The Runaway

by Stephanie V. Moody

Chris and Old Paint had just crested a hill near the Broken Arrow Riding Stable when Chris heard the terrified screams.

“Help me! Help!”

In the distance Chris saw a big, white horse racing across the pasture. The horse’s reins were flying loose, and the rider had slipped dangerously to one side, clinging to the saddle.

Chris tightened her hands on Paint’s saddle horn. She knew the rider. It was her best friend, Jennifer, and she was riding Dynamite.

Chris’s mind whirled. Jennifer should have known not to take Dynamite out of the corral. The mare was too spirited, too wild. She spooked at anything. Yet there she was, racing across the meadow, out of control.

Chris trembled as Jennifer shouted again. No one else was in sight,and the panicked mare was heading for the barbed wire fence that enclosed the pasture. Chris urged Old Paint down the hill.

“Oh, why did Mr. Sanders make me ride you today?” she said. “You’re too old and slow.”

She nudged Paint into a lope, and they plowed through a tangle of bushes and trees to shorten the distance to Jennifer’s runaway horse.

Branches smacked Chris’s legs and stung her face and arms as Paint swerved to avoid the trees in their path. Chris shortened Paint’s reins as they soared above a fast-running stream. When Paint clambered up the bank, Chris could see Dynamite running just in front of them. Jennifer still clung to the saddle horn, her frantic screams and the clatter of hoofbeats echoing across the pasture. One leg was draped halfway over the saddle and the stirrups were swinging wildly.

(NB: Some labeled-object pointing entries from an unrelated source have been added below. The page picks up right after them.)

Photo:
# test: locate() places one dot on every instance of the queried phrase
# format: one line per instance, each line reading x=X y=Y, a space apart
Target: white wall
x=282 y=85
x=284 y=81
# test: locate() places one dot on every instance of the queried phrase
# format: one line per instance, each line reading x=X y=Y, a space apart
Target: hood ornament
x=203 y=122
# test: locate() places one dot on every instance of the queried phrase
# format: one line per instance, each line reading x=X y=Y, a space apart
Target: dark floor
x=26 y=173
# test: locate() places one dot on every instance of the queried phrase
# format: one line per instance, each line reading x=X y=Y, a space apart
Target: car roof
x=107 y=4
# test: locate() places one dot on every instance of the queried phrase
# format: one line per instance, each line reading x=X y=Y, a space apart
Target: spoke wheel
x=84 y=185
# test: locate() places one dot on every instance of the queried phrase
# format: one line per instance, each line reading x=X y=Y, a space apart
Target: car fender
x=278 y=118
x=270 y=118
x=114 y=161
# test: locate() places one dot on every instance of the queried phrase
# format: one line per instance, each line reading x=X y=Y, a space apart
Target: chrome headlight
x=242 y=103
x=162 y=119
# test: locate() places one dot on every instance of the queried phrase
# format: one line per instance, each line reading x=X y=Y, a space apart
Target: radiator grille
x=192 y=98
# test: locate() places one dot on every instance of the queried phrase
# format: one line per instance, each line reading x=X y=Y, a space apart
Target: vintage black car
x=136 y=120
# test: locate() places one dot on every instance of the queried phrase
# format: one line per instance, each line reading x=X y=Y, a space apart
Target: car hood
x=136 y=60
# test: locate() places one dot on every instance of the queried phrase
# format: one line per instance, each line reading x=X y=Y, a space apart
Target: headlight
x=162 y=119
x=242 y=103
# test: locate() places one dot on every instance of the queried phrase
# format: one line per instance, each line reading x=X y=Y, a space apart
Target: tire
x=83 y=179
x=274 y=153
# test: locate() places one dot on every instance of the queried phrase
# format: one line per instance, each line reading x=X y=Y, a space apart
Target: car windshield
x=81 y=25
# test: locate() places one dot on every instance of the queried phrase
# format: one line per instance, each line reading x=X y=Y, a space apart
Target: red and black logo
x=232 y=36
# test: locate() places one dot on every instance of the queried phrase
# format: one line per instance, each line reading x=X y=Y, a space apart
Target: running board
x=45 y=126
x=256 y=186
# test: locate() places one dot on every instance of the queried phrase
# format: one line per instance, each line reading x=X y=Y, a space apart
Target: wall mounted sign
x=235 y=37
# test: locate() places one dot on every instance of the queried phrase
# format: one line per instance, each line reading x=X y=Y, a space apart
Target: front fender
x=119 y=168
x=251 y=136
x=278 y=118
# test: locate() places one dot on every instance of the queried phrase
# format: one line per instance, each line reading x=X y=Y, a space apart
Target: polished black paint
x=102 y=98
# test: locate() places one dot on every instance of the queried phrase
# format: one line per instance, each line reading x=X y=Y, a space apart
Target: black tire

With each of Dynamite’s powerful strides, Jennifer inched closer to the ground.

“Hold on!” Chris hollered, urging Paint to a gallop. “Hold on, Jennifer. I’m coming.”

Chris leaned over the saddle horn. Getting close to Dynamite wouldn’t be enough, she knew. They had to stop her. But how?

Dynamite’s flying reins whipped just beyond Chris’s reach, tempting her to grab them. She had seen riders stop horses that way on television, making a daring rescue. But what if she were to fall?

“If only I could rope her,” Chris thought, squinting her eyes to block out the dust. But even thought Paint was used to a swirling rope from his days as a cow pony, Chris had never roped anything faster than a fence post.

Paint’s breathing was labored as he raced closer to Dynamite. Paint was running as he had when he was younger, chasing a cattle stampede, trying to turn the cows back to safety.

“That’s it!” shouted Chris. She nosed Paint next to Dynamite’s withers. “We can turn her. It’s our only chance. Turn her in circles Paint. Turn her until she gets tired.

Chris shifted her weight, and Paint responded immediately. He edged closer to Dynamite. Chris gasped when she saw the barbed wire only yards ahead, its pointed strands threatening disaster. But she kept yelling encouragement to Paint.

He was turning the mare, just a little at first, then more and more. Paint finally nudged Dynamite away from the fence and kept turning her until they had made a loop. Around and around they went, slowing at last. Jennifer still clung to the saddle horn.

With a final snort, Dynamite stopped. Jennifer slipped to the ground.

“Are you all right?” Chris gasped, too weak to dismount.

Jennifer nodded. Mr. Sanders, the stable owner, pulled up in his truck and clamoured out of the cab.

“That was quick thinking,” he called to Chris as he hurried over to Jennifer. “And mighty fine riding. Jennifer owes you a heap of thanks and I do, too. From now on, you can pick your own horse to ride. You’ve earned it.”

Chris looked down at Old Paint, his sides still heaving from his run. “In that case,” she said, stroking the horse’s neck, “I’ll pick Old Paint. We make a pretty good team.”

Old Paint pawed the ground. His friendly nicker seemed to say he had known it all along.